Retrieval of the nuclear motion in a molecule from photoelectron momentum distributions using non-Born-Oppenheimer quantum dynamics and deep learning
N. I. Shvetsov-Shilovski, M. Lein
TL;DR
The paper tackles the challenge of extracting real-time nuclear motion and electronic-state information from photoelectron momentum distributions in strong-field molecular ionization, using a non-Born-Oppenheimer framework for a 1D $H_{2}^{+}$ model. It solves the full non-BO time-dependent Schrödinger equation to generate PMDs under two excitation schemes—instantaneous excitation to the first excited state and a pump-probe setup—and trains neural networks (fully-connected and CNN) on PMDs, including data computed with frozen nuclei. The results show that networks trained on fixed-nuclei PMDs can retrieve the time-dependent bond length with absolute errors around $0.2$-$0.4$ a.u., and, in the pump-probe case, can also reconstruct ground-state populations when PMDs are treated as incoherent sums of contributions from different electronic states. When networks are applied to moving-nuclei PMDs, performance degrades unless the training data account for nuclear motion; by combining PMDs via weighted incoherent sums and tuning the pump-probe intensity, the authors demonstrate accurate retrieval of $R(t)$ (MAE ≈ $0.19$ a.u. for the excited-state component) and successful estimation of initial bond length and state populations. Overall, the work demonstrates a practical data-driven route to time-resolved molecular imaging and electronic-property retrieval from PMDs, extending beyond Born-Oppenheimer approximations and highlighting the potential for real-time molecular dynamics probes guided by deep learning.
Abstract
By using a neural network that takes momentum distributions of photoelectrons produced in strong-field ionization as input, we retrieve the time-dependent bond length of a dissociating one-dimensional H$_{2}^{+}$ molecule. The photoelectron momentum distributions are calculated from the direct numerical solution of the non-Born-Oppenheimer time-dependent Schrödinger equation. We simulate two setups: first, molecules prepared in the first excited electronic state, second, a pump-probe scheme starting from the ground state.
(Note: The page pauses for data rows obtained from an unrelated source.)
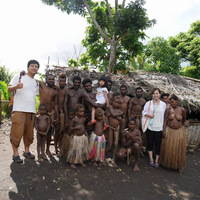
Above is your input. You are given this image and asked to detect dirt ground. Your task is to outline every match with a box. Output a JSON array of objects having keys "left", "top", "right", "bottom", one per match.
[{"left": 0, "top": 121, "right": 200, "bottom": 200}]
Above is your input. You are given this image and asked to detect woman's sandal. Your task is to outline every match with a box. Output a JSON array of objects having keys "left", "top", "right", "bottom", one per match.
[
  {"left": 149, "top": 161, "right": 155, "bottom": 167},
  {"left": 154, "top": 162, "right": 159, "bottom": 168}
]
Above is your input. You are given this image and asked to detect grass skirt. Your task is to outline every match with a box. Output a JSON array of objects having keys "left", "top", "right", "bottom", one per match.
[
  {"left": 160, "top": 126, "right": 187, "bottom": 169},
  {"left": 67, "top": 134, "right": 89, "bottom": 164},
  {"left": 61, "top": 134, "right": 71, "bottom": 158},
  {"left": 89, "top": 132, "right": 106, "bottom": 162}
]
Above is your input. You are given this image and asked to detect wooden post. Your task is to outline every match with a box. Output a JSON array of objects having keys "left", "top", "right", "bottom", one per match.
[{"left": 0, "top": 90, "right": 1, "bottom": 125}]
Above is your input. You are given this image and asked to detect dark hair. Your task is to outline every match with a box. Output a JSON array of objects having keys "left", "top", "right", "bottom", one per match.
[
  {"left": 72, "top": 76, "right": 81, "bottom": 83},
  {"left": 108, "top": 79, "right": 112, "bottom": 85},
  {"left": 75, "top": 104, "right": 84, "bottom": 112},
  {"left": 120, "top": 85, "right": 127, "bottom": 90},
  {"left": 169, "top": 94, "right": 178, "bottom": 101},
  {"left": 39, "top": 103, "right": 47, "bottom": 110},
  {"left": 47, "top": 74, "right": 55, "bottom": 79},
  {"left": 68, "top": 108, "right": 75, "bottom": 114},
  {"left": 135, "top": 87, "right": 143, "bottom": 92},
  {"left": 160, "top": 93, "right": 169, "bottom": 99},
  {"left": 27, "top": 60, "right": 40, "bottom": 69},
  {"left": 95, "top": 108, "right": 104, "bottom": 116},
  {"left": 99, "top": 75, "right": 108, "bottom": 88},
  {"left": 151, "top": 88, "right": 161, "bottom": 94},
  {"left": 128, "top": 117, "right": 136, "bottom": 124},
  {"left": 82, "top": 78, "right": 92, "bottom": 86},
  {"left": 59, "top": 73, "right": 66, "bottom": 79},
  {"left": 112, "top": 96, "right": 120, "bottom": 102}
]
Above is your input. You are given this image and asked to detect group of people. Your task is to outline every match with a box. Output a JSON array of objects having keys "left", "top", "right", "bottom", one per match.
[{"left": 8, "top": 60, "right": 186, "bottom": 172}]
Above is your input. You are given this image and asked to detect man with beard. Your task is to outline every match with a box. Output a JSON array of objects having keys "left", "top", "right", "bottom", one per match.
[
  {"left": 82, "top": 78, "right": 105, "bottom": 131},
  {"left": 128, "top": 87, "right": 146, "bottom": 132},
  {"left": 54, "top": 73, "right": 68, "bottom": 154},
  {"left": 119, "top": 85, "right": 130, "bottom": 133},
  {"left": 39, "top": 74, "right": 59, "bottom": 156},
  {"left": 64, "top": 76, "right": 83, "bottom": 120},
  {"left": 107, "top": 79, "right": 115, "bottom": 104}
]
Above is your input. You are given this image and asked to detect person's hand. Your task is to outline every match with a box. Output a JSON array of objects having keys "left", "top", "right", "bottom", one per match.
[{"left": 17, "top": 81, "right": 23, "bottom": 89}]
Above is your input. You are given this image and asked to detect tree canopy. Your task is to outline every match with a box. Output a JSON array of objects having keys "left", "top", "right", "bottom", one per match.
[
  {"left": 169, "top": 20, "right": 200, "bottom": 77},
  {"left": 145, "top": 37, "right": 180, "bottom": 74},
  {"left": 42, "top": 0, "right": 156, "bottom": 73}
]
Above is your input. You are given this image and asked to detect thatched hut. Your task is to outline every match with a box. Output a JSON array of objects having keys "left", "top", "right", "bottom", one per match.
[{"left": 46, "top": 66, "right": 200, "bottom": 144}]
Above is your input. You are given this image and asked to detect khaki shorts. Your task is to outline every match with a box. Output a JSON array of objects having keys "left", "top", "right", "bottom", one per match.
[{"left": 10, "top": 111, "right": 35, "bottom": 148}]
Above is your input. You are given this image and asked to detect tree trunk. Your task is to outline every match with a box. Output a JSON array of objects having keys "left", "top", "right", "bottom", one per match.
[{"left": 108, "top": 37, "right": 117, "bottom": 73}]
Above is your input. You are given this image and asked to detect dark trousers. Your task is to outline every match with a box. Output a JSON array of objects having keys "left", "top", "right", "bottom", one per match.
[{"left": 146, "top": 129, "right": 163, "bottom": 155}]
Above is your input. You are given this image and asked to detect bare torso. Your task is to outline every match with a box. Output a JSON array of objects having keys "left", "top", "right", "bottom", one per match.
[{"left": 129, "top": 97, "right": 146, "bottom": 117}]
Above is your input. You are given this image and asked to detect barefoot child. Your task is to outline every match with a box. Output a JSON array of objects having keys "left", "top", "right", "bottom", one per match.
[
  {"left": 61, "top": 108, "right": 75, "bottom": 158},
  {"left": 91, "top": 76, "right": 109, "bottom": 130},
  {"left": 67, "top": 104, "right": 88, "bottom": 168},
  {"left": 118, "top": 118, "right": 142, "bottom": 172},
  {"left": 106, "top": 96, "right": 123, "bottom": 168},
  {"left": 35, "top": 103, "right": 51, "bottom": 161},
  {"left": 89, "top": 108, "right": 106, "bottom": 166}
]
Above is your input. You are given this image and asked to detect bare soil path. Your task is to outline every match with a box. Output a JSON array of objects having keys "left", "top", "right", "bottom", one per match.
[{"left": 0, "top": 121, "right": 200, "bottom": 200}]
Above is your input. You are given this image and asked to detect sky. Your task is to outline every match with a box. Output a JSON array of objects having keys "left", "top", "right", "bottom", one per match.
[{"left": 0, "top": 0, "right": 200, "bottom": 73}]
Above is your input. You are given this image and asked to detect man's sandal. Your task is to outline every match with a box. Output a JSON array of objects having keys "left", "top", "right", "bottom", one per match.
[
  {"left": 23, "top": 152, "right": 35, "bottom": 159},
  {"left": 13, "top": 156, "right": 23, "bottom": 163}
]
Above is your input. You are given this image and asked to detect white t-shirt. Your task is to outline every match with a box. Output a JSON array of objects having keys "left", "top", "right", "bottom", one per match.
[
  {"left": 142, "top": 100, "right": 166, "bottom": 131},
  {"left": 9, "top": 74, "right": 39, "bottom": 113},
  {"left": 95, "top": 87, "right": 108, "bottom": 104}
]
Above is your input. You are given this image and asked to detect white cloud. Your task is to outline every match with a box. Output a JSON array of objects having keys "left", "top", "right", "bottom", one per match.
[{"left": 0, "top": 0, "right": 200, "bottom": 72}]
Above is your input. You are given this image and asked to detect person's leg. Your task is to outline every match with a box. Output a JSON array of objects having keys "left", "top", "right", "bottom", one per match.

We show that in both schemes a neural network trained on momentum distributions calculated for frozen nuclei retrieves the time-dependent bond length with an absolute error of $0.2$-$0.4$ a.u. We find that a neural network, when applied to photoelectron momentum distributions obtained within the pump-probe scheme, can be used for the retrieval of the equilibrium internuclear distance and ground-state population. This opens new perspectives for extracting electronic properties of molecules from electron momentum distributions using deep learning.